Keny Arkana petit bout de femme pleine de rage déjà présente lors de l'édition 2008 monte ensuite sur scène. Si le personnage ne laisse pas indifférent, très vite on est forcé d'admirer la force de la jeune rappeuse et on se laisse émouvoir par ses émotions mises à nu, notamment lors du titre La rage du peuple. Pas de baratin, Keny révoltée et survoltée occupe le terrain, privilégiant le militantisme au rap.

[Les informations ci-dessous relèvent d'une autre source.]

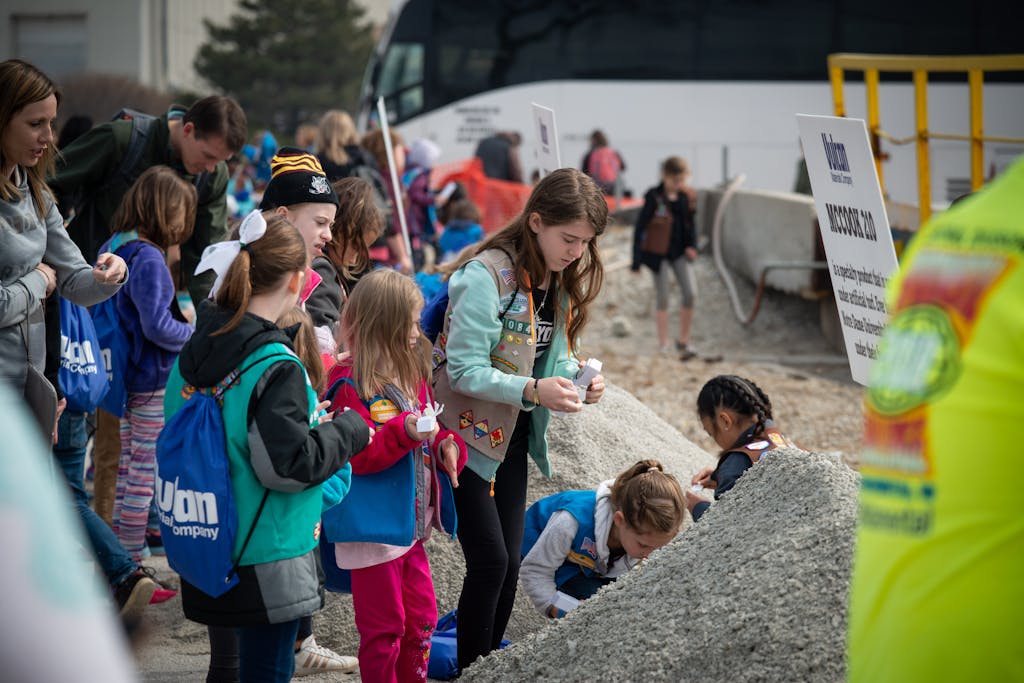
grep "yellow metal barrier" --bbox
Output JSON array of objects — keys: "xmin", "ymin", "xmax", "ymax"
[{"xmin": 828, "ymin": 53, "xmax": 1024, "ymax": 223}]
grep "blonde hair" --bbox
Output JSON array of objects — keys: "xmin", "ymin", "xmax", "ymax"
[
  {"xmin": 214, "ymin": 212, "xmax": 308, "ymax": 335},
  {"xmin": 277, "ymin": 306, "xmax": 324, "ymax": 394},
  {"xmin": 112, "ymin": 166, "xmax": 197, "ymax": 249},
  {"xmin": 341, "ymin": 269, "xmax": 431, "ymax": 400},
  {"xmin": 316, "ymin": 110, "xmax": 359, "ymax": 166},
  {"xmin": 610, "ymin": 459, "xmax": 686, "ymax": 535},
  {"xmin": 0, "ymin": 59, "xmax": 60, "ymax": 217}
]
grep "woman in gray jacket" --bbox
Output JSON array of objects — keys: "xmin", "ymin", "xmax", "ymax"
[{"xmin": 0, "ymin": 59, "xmax": 126, "ymax": 426}]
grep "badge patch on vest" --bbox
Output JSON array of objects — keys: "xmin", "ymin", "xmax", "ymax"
[
  {"xmin": 473, "ymin": 420, "xmax": 490, "ymax": 440},
  {"xmin": 490, "ymin": 355, "xmax": 518, "ymax": 373},
  {"xmin": 369, "ymin": 398, "xmax": 399, "ymax": 425},
  {"xmin": 313, "ymin": 520, "xmax": 321, "ymax": 541},
  {"xmin": 498, "ymin": 291, "xmax": 529, "ymax": 316},
  {"xmin": 489, "ymin": 427, "xmax": 504, "ymax": 448},
  {"xmin": 581, "ymin": 536, "xmax": 598, "ymax": 558},
  {"xmin": 499, "ymin": 268, "xmax": 516, "ymax": 286},
  {"xmin": 567, "ymin": 551, "xmax": 596, "ymax": 571},
  {"xmin": 768, "ymin": 432, "xmax": 786, "ymax": 447},
  {"xmin": 459, "ymin": 410, "xmax": 474, "ymax": 429},
  {"xmin": 746, "ymin": 440, "xmax": 771, "ymax": 450}
]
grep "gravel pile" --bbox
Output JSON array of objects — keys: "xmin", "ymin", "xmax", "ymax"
[
  {"xmin": 460, "ymin": 449, "xmax": 860, "ymax": 683},
  {"xmin": 313, "ymin": 382, "xmax": 716, "ymax": 658}
]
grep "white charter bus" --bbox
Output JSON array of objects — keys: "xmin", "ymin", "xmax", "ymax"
[{"xmin": 359, "ymin": 0, "xmax": 1023, "ymax": 205}]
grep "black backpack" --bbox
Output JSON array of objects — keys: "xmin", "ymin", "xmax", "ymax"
[{"xmin": 68, "ymin": 109, "xmax": 213, "ymax": 262}]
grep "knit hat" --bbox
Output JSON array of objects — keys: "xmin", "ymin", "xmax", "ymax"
[
  {"xmin": 407, "ymin": 138, "xmax": 441, "ymax": 169},
  {"xmin": 259, "ymin": 147, "xmax": 338, "ymax": 209}
]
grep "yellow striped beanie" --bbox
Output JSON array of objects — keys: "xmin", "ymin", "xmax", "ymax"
[{"xmin": 259, "ymin": 146, "xmax": 339, "ymax": 209}]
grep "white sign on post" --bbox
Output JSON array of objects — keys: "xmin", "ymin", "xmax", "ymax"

Après le rap, c'est au tour du reggae d'être mis en avant avec Dub Inc, puis Tiken Jah Fakoly. L'homme est toujours majestueux, traversant la scène en quelques grandes enjambés, survoltant la foule. Véritable humaniste, il est le porte-parole d'une Afrique opprimée et militante mais sans aucun misérabilisme, chantant haut et fort « Personne ne viendra changer l'Afrique à notre place. » Avec plus de sept albums à son actif, Tiken propose un medley qui fait un tour d'horizon de tous ses titres marquants. A la fois complet et frustrant !
Goran Bregovic enfonce le clou de ce que le No Smoking Orchestra avait commencé la veille. Départ immédiat pour l'ex-Yougoslavie et on plonge directement dans les films d'Emir Kusturica, dont Goran a composé les bandes originales : Arizona Dream, Underground, Le temps des Gitans. Avec sa fanfare gitane, ses voix bulgares et des samples electro, Goran transcende les genres et propose une musique universelle qui anime les pieds sans frontières.
C'est déjà la fin avec High Tone, le site se vide, il ne restera que les irréductibles de l'électro pur.
Il ne reste qu'à souhaiter longue vie à ce jeune festival et se dire à l'année prochaine pour une programmation encore plus folle (on murmure déjà le nom d'un groupe toulousain fortement lié au Tactikollectif...).